Hanuman Prasad Garg ne blâme pas la hausse des prix du carburant ou la pression des contrefaçons bon marché pour la lente disparition de l'industrie du verre où les artisans indiens ont forgé des bracelets pendant des siècles. Il accuse le Taj Mahal.
L'ancien quartier de verre de Firozabad ne s'est jamais rétabli après que les autorités eurent blâmé la fumée s'échappant de ses fourneaux pour le jaunissement du magnifique marbre blanc du Taj, menaçant la beauté de l'attraction touristique numéro un de l'Inde.
Les artisans ont été interdits de brûler du charbon et contraints d'utiliser du gaz coûteux pour alimenter leurs fourneaux à la place, et pourtant, deux décennies sur le Taj sont toujours en train de perdre de son éclat.
"A cause du Taj Mahal, toute l'industrie souffre, " dit Garg, président d'une association de l'industrie du verre à Firozabad, à environ 35 kilomètres (22 miles) du monument vieux de 360 ans.
A l'intérieur des ateliers brûlants qui parsèment le quartier, le Taj est un point sensible pour de nombreux artisans qui travaillent dur sur des fours à mille degrés pour façonner les bracelets scintillants qui se vendent pour quelques centimes à travers l'Inde.
Leur industrie remonte presque aussi loin que le mausolée de l'ère moghole lui-même.
Mais de nombreuses usines ont fermé ou réduit considérablement leurs effectifs car le prix du gaz naturel n'a cessé d'augmenter ces dernières années, jeter des générations d'artisans verriers à la ferraille.
Désormais, les autorités envisagent de fermer définitivement le quartier historique.
Une industrie fragile
Accroupi au-dessus d'une flamme dans son petit atelier, Zafar Ahmad a habilement sculpté un oiseau délicat dans une boule de verre en fusion brûlante alors qu'il s'inquiétait pour son entreprise familiale.
"Je fabrique des objets en verre depuis que j'ai 10 ans. C'est la seule chose que je sais. Toute ma maisonnée est impliquée dans ce travail, ", a-t-il déclaré à l'AFP, en utilisant une flamme nue pour taquiner le verre en forme.
"Mais c'est quand même si difficile de survivre. Je ne peux même pas me permettre d'envoyer mes quatre enfants dans des écoles décentes. Je ne peux pas imaginer ce qui leur arrivera si Dieu m'en garde, je suis sans travail, " il ajouta.
Les artisans gagnent un peu plus de 300 roupies (5 $) par jour, malgré les conditions extrêmes.
La concurrence des bracelets en plastique et en métal moins chers a également rendu la tâche plus difficile pour ceux qui fabriquent du verre à la main, un processus plus coûteux et plus long.
Une décision de la Cour suprême en 1999, donner à Firozabad deux ans pour moderniser leurs usines avec du gaz au lieu du charbon, a progressivement érodé leurs marges minces comme des rasoirs, pousser beaucoup au mur.

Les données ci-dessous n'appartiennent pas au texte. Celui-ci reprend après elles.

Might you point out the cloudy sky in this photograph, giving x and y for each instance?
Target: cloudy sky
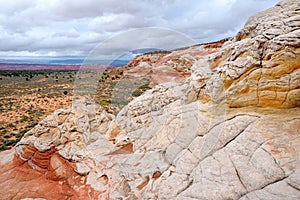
(76, 27)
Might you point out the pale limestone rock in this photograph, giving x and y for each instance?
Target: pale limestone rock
(230, 131)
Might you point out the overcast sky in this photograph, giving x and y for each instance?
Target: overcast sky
(75, 27)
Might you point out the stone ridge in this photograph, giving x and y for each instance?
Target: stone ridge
(260, 66)
(229, 131)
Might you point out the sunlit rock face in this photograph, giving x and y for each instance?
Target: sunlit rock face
(231, 130)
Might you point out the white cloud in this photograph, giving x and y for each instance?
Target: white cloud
(75, 27)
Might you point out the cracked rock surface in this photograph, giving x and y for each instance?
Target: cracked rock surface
(230, 131)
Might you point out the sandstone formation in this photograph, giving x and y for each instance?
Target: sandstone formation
(229, 131)
(170, 66)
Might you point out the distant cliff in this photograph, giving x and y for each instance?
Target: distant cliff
(229, 130)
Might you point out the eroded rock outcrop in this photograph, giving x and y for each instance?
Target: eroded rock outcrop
(230, 131)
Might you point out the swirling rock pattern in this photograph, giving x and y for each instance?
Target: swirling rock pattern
(229, 131)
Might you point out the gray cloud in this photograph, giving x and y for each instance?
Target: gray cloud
(75, 27)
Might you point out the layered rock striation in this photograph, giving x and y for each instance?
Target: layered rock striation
(231, 130)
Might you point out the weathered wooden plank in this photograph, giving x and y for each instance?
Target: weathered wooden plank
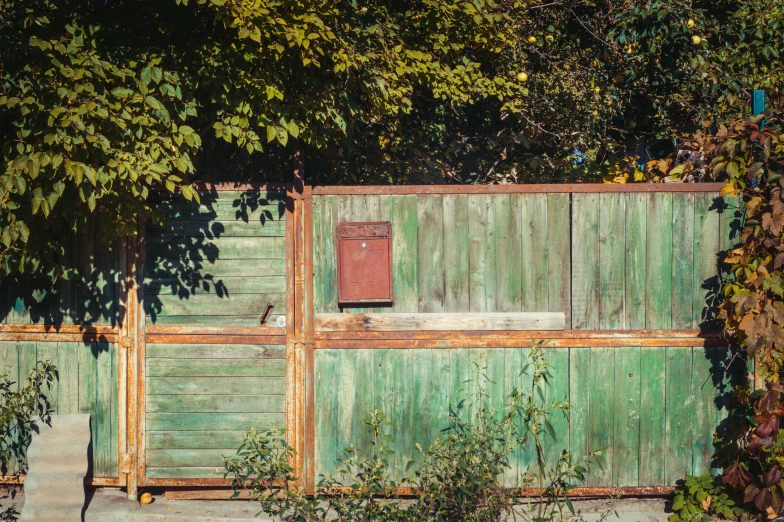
(186, 473)
(9, 369)
(194, 439)
(188, 457)
(456, 273)
(513, 365)
(680, 411)
(430, 253)
(346, 398)
(325, 217)
(364, 402)
(87, 356)
(652, 416)
(47, 351)
(559, 265)
(403, 215)
(234, 321)
(509, 277)
(214, 268)
(198, 249)
(636, 259)
(706, 261)
(704, 390)
(557, 391)
(216, 367)
(214, 385)
(439, 321)
(105, 411)
(214, 210)
(611, 261)
(218, 229)
(585, 261)
(213, 421)
(220, 287)
(480, 256)
(600, 412)
(534, 245)
(401, 416)
(682, 260)
(216, 403)
(626, 417)
(422, 429)
(326, 410)
(658, 289)
(204, 304)
(68, 384)
(215, 351)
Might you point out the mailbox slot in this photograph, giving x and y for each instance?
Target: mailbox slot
(364, 262)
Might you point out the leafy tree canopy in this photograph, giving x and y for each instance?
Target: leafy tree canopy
(104, 101)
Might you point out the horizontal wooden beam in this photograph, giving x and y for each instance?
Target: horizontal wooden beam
(194, 493)
(396, 322)
(215, 339)
(508, 189)
(215, 330)
(511, 339)
(18, 480)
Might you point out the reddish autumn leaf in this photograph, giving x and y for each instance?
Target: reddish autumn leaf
(736, 475)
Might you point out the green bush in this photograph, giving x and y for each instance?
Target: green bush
(702, 498)
(457, 478)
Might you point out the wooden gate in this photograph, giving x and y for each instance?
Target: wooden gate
(634, 268)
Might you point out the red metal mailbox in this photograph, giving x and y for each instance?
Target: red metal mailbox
(364, 262)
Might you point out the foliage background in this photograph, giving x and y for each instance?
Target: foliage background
(103, 101)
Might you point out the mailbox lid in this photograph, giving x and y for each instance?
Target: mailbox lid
(364, 262)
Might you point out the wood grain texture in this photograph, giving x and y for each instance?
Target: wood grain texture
(380, 322)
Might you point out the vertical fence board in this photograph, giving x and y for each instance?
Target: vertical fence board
(626, 416)
(636, 258)
(585, 261)
(658, 291)
(679, 408)
(456, 253)
(704, 391)
(706, 261)
(534, 244)
(559, 255)
(611, 261)
(403, 213)
(682, 260)
(430, 252)
(508, 220)
(325, 217)
(652, 416)
(325, 377)
(579, 397)
(600, 412)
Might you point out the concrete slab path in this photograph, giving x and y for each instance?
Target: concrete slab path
(112, 506)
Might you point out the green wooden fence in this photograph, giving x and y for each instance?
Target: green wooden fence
(609, 261)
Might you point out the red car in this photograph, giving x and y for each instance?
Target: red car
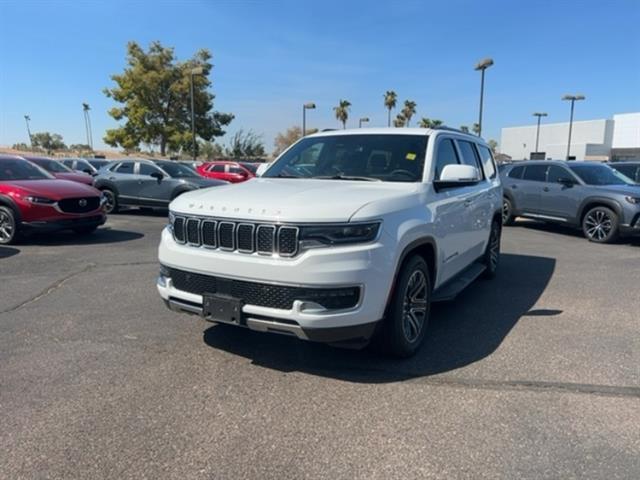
(31, 199)
(233, 172)
(61, 171)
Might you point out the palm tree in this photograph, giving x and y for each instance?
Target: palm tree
(342, 112)
(390, 98)
(408, 110)
(399, 121)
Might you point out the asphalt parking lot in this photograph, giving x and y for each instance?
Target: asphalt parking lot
(535, 374)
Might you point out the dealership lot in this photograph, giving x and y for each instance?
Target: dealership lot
(534, 375)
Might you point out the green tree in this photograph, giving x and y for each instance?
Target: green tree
(399, 121)
(390, 100)
(154, 93)
(48, 141)
(245, 145)
(342, 112)
(409, 110)
(284, 139)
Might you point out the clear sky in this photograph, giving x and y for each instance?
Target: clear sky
(272, 56)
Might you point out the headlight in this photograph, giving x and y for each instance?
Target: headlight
(322, 235)
(40, 200)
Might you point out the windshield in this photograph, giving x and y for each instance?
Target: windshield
(17, 169)
(600, 175)
(177, 170)
(52, 165)
(383, 157)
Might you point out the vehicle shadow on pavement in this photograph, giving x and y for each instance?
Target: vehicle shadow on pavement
(6, 252)
(461, 332)
(100, 236)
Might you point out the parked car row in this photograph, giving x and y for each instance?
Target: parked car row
(601, 199)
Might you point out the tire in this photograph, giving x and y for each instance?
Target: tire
(507, 212)
(401, 333)
(85, 230)
(491, 257)
(601, 225)
(112, 201)
(8, 226)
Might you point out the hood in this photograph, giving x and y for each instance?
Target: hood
(292, 200)
(75, 177)
(55, 189)
(205, 182)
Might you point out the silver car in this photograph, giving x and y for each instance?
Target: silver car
(587, 195)
(147, 183)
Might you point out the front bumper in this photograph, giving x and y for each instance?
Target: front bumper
(63, 223)
(369, 267)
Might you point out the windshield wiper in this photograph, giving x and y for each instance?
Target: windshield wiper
(348, 177)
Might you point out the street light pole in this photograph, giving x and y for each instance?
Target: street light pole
(482, 65)
(572, 99)
(538, 114)
(305, 107)
(27, 119)
(192, 72)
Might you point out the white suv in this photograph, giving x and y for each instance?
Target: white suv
(347, 237)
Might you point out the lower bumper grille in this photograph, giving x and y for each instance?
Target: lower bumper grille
(262, 294)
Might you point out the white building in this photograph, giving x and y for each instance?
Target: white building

Garg a dit que la pollution avait baissé, mais la suppression progressive des subventions au gaz avait fait grimper les coûts des intrants d'année en année.
« Notre industrie est à forte intensité de main-d'œuvre et tout le monde en souffre, " il a dit.
Talent de polissage
Malgré les interventions, le Taj jaunit encore, incitant les autorités à rechercher des règles plus strictes sur les polluants potentiels dans la région.
D'autres industries alimentées au charbon dans les quartiers les plus proches du mausolée ont également été fermées, tandis que les véhicules à moteur ne sont pas autorisés dans un rayon de 500 mètres de celui-ci.
Des packs de boue ont été appliqués périodiquement pour retirer la tache de la pierre, mais les autorités ont lutté pour arrêter la décoloration.
Une étude conjointe réalisée en 2015 par des chercheurs indiens et américains a conclu que le smog provenant de la combustion de combustibles fossiles, les excréments et les ordures dans et autour de la ville d'Agra ternissaient le marbre.
Les artisans de Firozabad sentent que leurs jours sont comptés, et font face à la menace très réelle d'être expulsés de leurs maisons et de leurs entreprises pour de bon.
Le Tribunal Vert National, Cour fédérale de l'environnement de l'Inde, envisage de déplacer l'ensemble de l'industrie ailleurs, et a ordonné que des échantillons soient prélevés dans les fours de Firozabad pour tester les polluants.
Pour compenser la perturbation, le gouvernement essaie de faire entrer des artisans comme Ahmad dans l'ère moderne, leur apprendre à vendre leurs produits en ligne et à tenir des stands dans les foires artisanales gérées par l'État dans les grands centres.
Shahbaz Ali, président de la Société nationale de développement et de financement des minorités, a déclaré:"Personne ne peut leur enlever leur talent. Ils ont de riches connaissances traditionnelles, nous ne faisons que le polir."